Een nadeel van inputmethoden is dat er mogelijk geen directe relatie is tussen de inputs van een entiteit en de overdracht van zeggenschap over goederen of diensten aan een klant. Derhalve moet een entiteit van een inputmethode de effecten uitsluiten van alle inputs die, in overeenstemming met de doelstelling van meting van de voortgang in alinea 39, de prestaties van de entiteit op het punt van het overdragen van zeggenschap over goederen of diensten aan de klant niet weergeven. Bij gebruik van een op kostprijs gebaseerde input bijvoorbeeld kan in de volgende omstandigheden een aanpassing van de meting van de voortgang vereist zijn:

a)

Wanneer gemaakte kosten niet bijdragen aan de voortgang van een entiteit inzake het vervullen van de prestatieverplichting. Een entiteit zou bijvoorbeeld geen opbrengsten opnemen op basis van gemaakte kosten die toe te schrijven zijn aan significante inefficiënties in de prestaties van de entiteit die niet tot uitdrukking zijn gekomen in de prijs van het contract (bijvoorbeeld de kosten van onverwachte hoeveelheden verspilde grondstoffen, arbeid of andere middelen die zijn gemaakt om de prestatieverplichting te vervullen).

b)

Wanneer gemaakte kosten niet evenredig zijn met de voortgang van de entiteit in het vervullen van de prestatieverplichting. In dat geval kunnen de prestaties van de entiteit mogelijk het best worden weergegeven door de inputmethode aan te passen en opbrengsten slechts naar rato van de gemaakte kosten op te nemen. De prestaties van een entiteit zouden bijvoorbeeld getrouw kunnen worden weergegeven door opbrengsten op te nemen voor een bedrag gelijk aan de kosten van een goed dat is gebruikt om een prestatieverplichting te vervullen als de entiteit bij aanvang van het contract verwacht dat alle volgende voorwaarden zouden worden vervuld:

i)

het goed is niet onderscheiden;

ii)

de klant zal naar verwachting significante tijd vóór het ontvangen van diensten met betrekking tot het goed zeggenschap over het goed verkrijgen;

iii)

de kosten van het overgedragen goed zijn significant vergeleken met de totale verwachte kosten om de prestatieverplichting volledig te vervullen; en

iv)

de entiteit betrekt het goed van een derde en is niet significant betrokken bij het ontwerpen en produceren van het goed (maar de entiteit treedt als principaal op in overeenstemming met de alinea's B34 tot en met B38).

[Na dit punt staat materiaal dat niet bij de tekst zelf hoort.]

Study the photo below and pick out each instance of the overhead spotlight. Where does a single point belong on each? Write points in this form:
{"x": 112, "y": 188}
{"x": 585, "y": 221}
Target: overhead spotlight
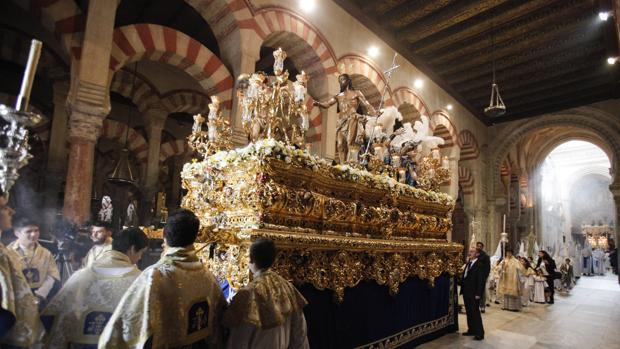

Verkoop met een recht van retour

B20

Bij sommige contracten draagt een entiteit de zeggenschap over een product aan een klant over en verleent zij de klant ook het recht om om diverse redenen (zoals ontevredenheid over het product) het product te retourneren en een combinatie te ontvangen van:

a)

een volledige of een gedeeltelijke terugbetaling van een betaalde vergoeding;

b)

spaarpunten die kunnen worden verrekend met bedragen die aan de entiteit verschuldigd zijn of zullen zijn; en

c)

een ander product in ruil.

B21

Om de overdracht van producten met een recht van retour (en bepaalde diensten die worden geleverd en onderworpen zijn aan de mogelijkheid van terugbetaling) administratief te verwerken, moet een entiteit opnemen:

a)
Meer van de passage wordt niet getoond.